Confirming an earlier Reuters report, the bank said late on Wednesday it had failed to secure an anchor investor for its offer of new shares, which has just hours left to run.
Two sources close to the matter told Reuters this had in turn dissuaded other institutional investors from supporting this part of the 5 billion euros ($5.2 billion) rescue plan.
The bank needs to raise the money in the share offer and a separate debt-for-equity swap by the end of this month to avert being wound down by regulators, a move that would rock confidence in the euro zone’s fourth-largest banking sector.
The Italian government is expected to step in this week, possibly as early as Thursday, to bail out the Tuscan lender, Italy’s third biggest bank and the world’s oldest.
Monte dei Paschi had pinned its hopes on Qatar’s sovereign wealth fund investing 1 billion euros in its cash call, but that option is no longer on the table, said the sources familiar with the progress of the rescue plan.
“The idea that Qatar could be an anchor investor has vanished and without an anchor investor there is no demand from anyone else,” one source said.
Monte dei Paschi, recently judged the weakest of the euro zone’s major banks, declined to comment.

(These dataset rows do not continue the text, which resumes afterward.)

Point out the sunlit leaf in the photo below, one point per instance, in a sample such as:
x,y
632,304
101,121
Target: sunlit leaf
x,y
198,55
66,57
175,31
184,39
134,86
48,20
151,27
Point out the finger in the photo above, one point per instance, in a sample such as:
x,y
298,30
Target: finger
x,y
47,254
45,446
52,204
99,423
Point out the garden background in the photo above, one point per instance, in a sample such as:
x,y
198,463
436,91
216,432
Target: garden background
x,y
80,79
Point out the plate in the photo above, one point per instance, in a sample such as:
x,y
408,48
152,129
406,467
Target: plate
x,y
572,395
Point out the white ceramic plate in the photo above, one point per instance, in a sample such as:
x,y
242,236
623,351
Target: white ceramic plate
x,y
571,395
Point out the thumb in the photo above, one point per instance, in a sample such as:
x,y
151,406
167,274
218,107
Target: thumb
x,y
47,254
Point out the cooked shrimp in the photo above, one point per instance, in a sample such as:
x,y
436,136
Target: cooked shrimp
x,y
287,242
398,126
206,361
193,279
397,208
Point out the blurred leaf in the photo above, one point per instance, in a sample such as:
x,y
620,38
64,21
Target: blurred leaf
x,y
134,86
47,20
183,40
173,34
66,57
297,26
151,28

The share sale, which the bank had estimated could raise 3.2 billion euros, closes at 2 p.m. (1300 GMT) on Thursday.
A failure of Monte dei Paschi, which has been in crisis mode for years, would threaten the savings of thousands of Italians, though a government bailout might not protect them entirely. Under EU bailout rules, investors must bear some of the losses before taxpayer money can be used to save a bank.

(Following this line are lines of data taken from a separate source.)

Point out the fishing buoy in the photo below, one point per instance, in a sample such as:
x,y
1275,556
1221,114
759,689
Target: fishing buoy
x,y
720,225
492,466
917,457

Parliament earlier on Wednesday approved a 20 billion euro plan to prop up the wider banking sector, starting with a yet-to-be-disclosed investment in Monte dei Paschi.

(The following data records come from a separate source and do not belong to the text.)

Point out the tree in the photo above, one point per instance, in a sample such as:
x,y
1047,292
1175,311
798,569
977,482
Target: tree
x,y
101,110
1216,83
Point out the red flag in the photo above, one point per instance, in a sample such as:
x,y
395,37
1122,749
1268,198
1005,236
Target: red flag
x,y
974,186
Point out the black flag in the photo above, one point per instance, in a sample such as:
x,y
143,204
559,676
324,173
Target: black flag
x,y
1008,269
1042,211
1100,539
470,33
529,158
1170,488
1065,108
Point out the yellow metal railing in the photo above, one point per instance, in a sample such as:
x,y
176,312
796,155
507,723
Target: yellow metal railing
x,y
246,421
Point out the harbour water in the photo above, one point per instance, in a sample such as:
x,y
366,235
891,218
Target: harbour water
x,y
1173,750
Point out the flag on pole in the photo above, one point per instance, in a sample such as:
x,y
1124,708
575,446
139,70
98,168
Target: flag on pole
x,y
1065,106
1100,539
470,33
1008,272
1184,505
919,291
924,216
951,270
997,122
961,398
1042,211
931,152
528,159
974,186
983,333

Prime Minister Paolo Gentiloni’s new government is expected to meet on Thursday or Friday to issue an emergency decree to bail out the bank. This would expose the lender’s 40,000 retail bondholders to losses, a politically explosive move.
Under the private rescue plan, Monte dei Paschi has had to persuade retail and institutional bondholders to convert their notes into shares.
In a rare piece of positive news, the bank said on Wednesday the capital increase from the debt swap totaled up to 2.06 billion euros, above its estimates. However, it reiterated that its rescue plan would fail without the share sale raising sufficient funds.
Shares in the bank closed down 12 percent at 16.30 euros.